Learning Structurally Stabilized Representations for Multi-modal Lossless DNA Storage
Ben Cao, Tiantian He, Xue Li, Bin Wang, Xiaohu Wu, Qiang Zhang, Yew-Soon Ong
TL;DR
RSRL introduces an end-to-end framework that combines Reed-Solomon error-correction with biologically inspired stability constraints to enable lossless, multi-modal DNA storage. The method uses **RS(64,48)**-encoded binary streams fed into a Transformer to learn compact representations, which are then transcodeable to DNA via a specialized block mapping. A MASK-MSE loss, paired with GC-content and hairpin minimization terms, enforces burst-error resilience and single-stranded stability, yielding higher information density and robust thermodynamic properties. Experimental results show RSRL achieves lossless recovery with improved net information density and lower error rates, while also delivering faster encoding/decoding relative to strong baselines, underscoring the practicality of integrating error-correction and biomolecular constraints into neural representation learning for DNA storage.
Abstract
In this paper, we present Reed-Solomon coded single-stranded representation learning (RSRL), a novel end-to-end model for learning representations for multi-modal lossless DNA storage. In contrast to existing learning-based methods, the proposed RSRL is inspired by both error-correction codec and structural biology. Specifically, RSRL first learns the representations for the subsequent storage from the binary data transformed by the Reed-Solomon codec. Then, the representations are masked by an RS-code-informed mask to focus on correcting the burst errors occurring in the learning process. With the decoded representations with error corrections, a novel biologically stabilized loss is formulated to regularize the data representations to possess stable single-stranded structures.

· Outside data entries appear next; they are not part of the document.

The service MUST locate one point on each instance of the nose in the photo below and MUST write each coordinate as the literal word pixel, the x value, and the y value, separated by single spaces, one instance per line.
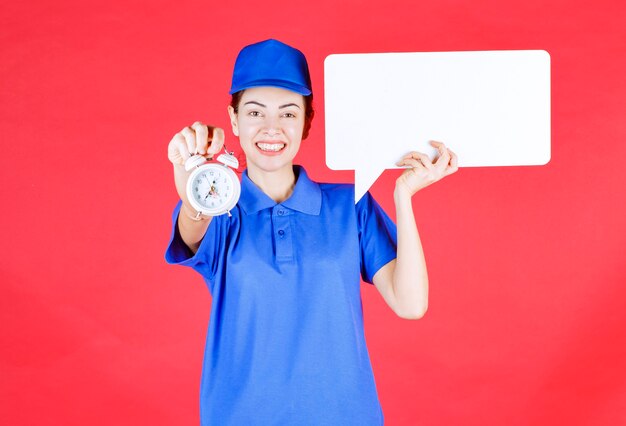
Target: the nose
pixel 272 127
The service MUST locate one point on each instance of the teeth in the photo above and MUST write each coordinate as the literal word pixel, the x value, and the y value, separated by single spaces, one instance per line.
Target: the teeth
pixel 274 147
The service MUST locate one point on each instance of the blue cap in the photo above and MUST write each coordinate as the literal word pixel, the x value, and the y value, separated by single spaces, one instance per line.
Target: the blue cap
pixel 271 63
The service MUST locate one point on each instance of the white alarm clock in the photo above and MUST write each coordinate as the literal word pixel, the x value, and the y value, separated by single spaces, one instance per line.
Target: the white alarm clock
pixel 212 188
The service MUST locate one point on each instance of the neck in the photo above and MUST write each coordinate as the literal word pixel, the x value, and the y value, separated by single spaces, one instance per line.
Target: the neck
pixel 278 185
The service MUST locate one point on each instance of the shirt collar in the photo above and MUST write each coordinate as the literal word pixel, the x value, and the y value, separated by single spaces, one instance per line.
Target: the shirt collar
pixel 306 196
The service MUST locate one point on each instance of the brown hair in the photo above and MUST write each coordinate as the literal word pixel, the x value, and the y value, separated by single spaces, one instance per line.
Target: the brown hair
pixel 309 112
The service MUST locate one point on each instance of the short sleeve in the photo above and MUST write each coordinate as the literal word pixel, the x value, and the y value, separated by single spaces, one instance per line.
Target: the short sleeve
pixel 206 259
pixel 377 237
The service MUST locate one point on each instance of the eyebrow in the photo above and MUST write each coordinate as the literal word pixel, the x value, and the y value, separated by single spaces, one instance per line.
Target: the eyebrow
pixel 265 106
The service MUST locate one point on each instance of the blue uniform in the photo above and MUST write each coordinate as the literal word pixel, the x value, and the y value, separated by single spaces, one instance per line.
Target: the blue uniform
pixel 285 344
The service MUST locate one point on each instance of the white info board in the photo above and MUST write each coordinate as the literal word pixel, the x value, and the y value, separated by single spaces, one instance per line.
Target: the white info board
pixel 492 108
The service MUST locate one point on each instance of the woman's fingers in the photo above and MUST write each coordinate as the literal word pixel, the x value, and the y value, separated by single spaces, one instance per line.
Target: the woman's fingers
pixel 217 141
pixel 454 163
pixel 195 139
pixel 416 159
pixel 201 132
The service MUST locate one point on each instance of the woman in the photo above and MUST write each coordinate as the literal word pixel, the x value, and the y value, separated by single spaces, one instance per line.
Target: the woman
pixel 285 343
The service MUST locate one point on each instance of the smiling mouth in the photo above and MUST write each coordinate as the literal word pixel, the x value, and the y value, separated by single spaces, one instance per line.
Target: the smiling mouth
pixel 270 147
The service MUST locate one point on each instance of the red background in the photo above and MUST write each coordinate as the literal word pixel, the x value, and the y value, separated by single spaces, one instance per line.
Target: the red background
pixel 526 324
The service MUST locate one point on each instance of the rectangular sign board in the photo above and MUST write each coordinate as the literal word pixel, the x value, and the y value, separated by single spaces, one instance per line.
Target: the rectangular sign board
pixel 492 108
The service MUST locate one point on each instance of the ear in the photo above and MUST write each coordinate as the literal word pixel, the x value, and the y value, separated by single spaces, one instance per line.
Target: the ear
pixel 233 120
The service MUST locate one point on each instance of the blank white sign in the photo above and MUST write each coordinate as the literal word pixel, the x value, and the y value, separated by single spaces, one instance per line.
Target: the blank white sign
pixel 492 108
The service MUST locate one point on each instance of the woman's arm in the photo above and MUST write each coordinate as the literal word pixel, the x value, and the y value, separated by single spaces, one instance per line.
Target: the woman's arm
pixel 403 282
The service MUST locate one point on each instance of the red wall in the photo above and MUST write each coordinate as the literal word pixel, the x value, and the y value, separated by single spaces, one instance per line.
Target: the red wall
pixel 526 319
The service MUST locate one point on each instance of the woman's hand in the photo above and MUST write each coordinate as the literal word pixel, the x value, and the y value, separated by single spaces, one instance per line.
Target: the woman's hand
pixel 195 139
pixel 423 172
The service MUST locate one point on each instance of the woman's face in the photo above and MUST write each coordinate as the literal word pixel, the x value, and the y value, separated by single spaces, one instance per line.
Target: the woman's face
pixel 269 124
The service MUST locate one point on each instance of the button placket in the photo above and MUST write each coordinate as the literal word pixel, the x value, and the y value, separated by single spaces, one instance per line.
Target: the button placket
pixel 282 232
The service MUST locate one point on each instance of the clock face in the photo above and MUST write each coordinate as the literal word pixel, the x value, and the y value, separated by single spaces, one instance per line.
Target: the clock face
pixel 213 189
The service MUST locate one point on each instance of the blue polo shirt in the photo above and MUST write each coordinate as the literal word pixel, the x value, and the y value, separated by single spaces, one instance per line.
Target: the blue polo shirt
pixel 285 344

By incorporating these novel strategies, the proposed RSRL can learn highly durable, dense, and lossless representations for the subsequent storage tasks into DNA sequences. The proposed RSRL has been compared with a number of strong baselines in real-world tasks of multi-modal data storage. The experimental results obtained demonstrate that RSRL can store diverse types of data with much higher information density and durability but much lower error rates.